How to reduce size of large Excel files?

Introduction

Last week, I solved an interesting problem with a customer, who had a very large Excel file compared to others with practically the same amount of data.

And I share here the solution.

The problem

When we work with files - especially Microsoft Office files - moving data, creating worksheets, copying and pasting, formatting, we can end up making the file huge without realizing it.

But this causes several problems such as slowness: whether to open, manipulate and save. Not to mention, it’s worse to send/receive large files via email.

The first thing to do is identify what is causing the problem.

In most cases, removing worksheets, data, and formulas and even removing formatting solves the problem - bringing Excel back to a normal size.

It may be that there are blank lines and/or columns, taking up more space - and in this case, it is always good to delete them - as they are unnecessary.
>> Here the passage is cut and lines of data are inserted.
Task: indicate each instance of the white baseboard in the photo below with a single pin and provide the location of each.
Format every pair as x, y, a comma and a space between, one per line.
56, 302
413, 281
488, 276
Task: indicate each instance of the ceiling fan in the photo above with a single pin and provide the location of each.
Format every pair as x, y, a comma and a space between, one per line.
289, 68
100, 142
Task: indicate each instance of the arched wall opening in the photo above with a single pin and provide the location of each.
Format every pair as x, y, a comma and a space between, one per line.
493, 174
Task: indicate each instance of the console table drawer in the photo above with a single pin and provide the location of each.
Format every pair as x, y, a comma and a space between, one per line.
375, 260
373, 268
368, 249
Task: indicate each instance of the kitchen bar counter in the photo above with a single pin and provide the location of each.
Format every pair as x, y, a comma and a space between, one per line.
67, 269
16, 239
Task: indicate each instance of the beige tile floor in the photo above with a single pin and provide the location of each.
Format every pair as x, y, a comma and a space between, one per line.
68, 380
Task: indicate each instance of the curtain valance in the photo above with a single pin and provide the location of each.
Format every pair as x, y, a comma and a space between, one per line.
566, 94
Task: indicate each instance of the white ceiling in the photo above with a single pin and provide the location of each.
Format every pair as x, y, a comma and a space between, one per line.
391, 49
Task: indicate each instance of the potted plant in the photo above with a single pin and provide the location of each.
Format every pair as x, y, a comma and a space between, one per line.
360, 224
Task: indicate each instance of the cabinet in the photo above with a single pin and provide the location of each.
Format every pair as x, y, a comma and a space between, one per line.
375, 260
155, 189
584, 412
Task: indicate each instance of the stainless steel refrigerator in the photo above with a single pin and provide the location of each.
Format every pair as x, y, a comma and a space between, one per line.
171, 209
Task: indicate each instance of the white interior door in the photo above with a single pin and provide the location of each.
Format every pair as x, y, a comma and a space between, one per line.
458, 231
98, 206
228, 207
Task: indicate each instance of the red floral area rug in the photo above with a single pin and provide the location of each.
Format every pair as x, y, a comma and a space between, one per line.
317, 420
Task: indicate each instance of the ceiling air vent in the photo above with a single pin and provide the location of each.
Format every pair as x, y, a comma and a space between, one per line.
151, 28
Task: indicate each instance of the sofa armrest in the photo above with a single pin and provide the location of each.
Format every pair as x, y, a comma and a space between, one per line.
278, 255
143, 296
A tip in this case is to learn how to use the shortcuts CTRL + HOME (a shortcut that takes you to the first cell of the worksheet) and CTRL + END (another shortcut, but now it takes you to the last cell of the worksheet). And in that case, you will see if your worksheet actually ends up where it should (for example at the end of the table) or if it is considering blank cells, and leading Excel to think that it has data in them (like invisible data) and ends up increasing the size of the file unnecessarily.

There are two other great shortcuts I also use to see where data in rows and columns ends up: CTRL + DOWN ARROW (shortcut to last row that has data) and CTRL + RIGHT ARROW (shortcut to last containing data).

These are shortcuts that help you identify the real extent of your data - not what Excel thinks it is (data)!

Saving the file in XLSB (binary) format instead of default (XLSX) also helps to reduce the size a bit. (Only note in this case that XLSX has XML format and is open-source readable - while XLSB does not; that is, depending on your application with other third-party tools you may need to leave it in XLSX format).

But in this particular case today, everything had been removed, and yet the file was still huge!

It was already a large file, a Website Performance file (Traffic, Volume, Drops, Accessibility, etc.) for several cells and several days, and a week’s data resulted in a file of about 18 MB.

There were files for several weeks, and one of them was 31 MB.

image

The cause

Upon starting the investigation, I found that the larger file had nothing but a pivot table, which someone created, to see some summary, and saved the file.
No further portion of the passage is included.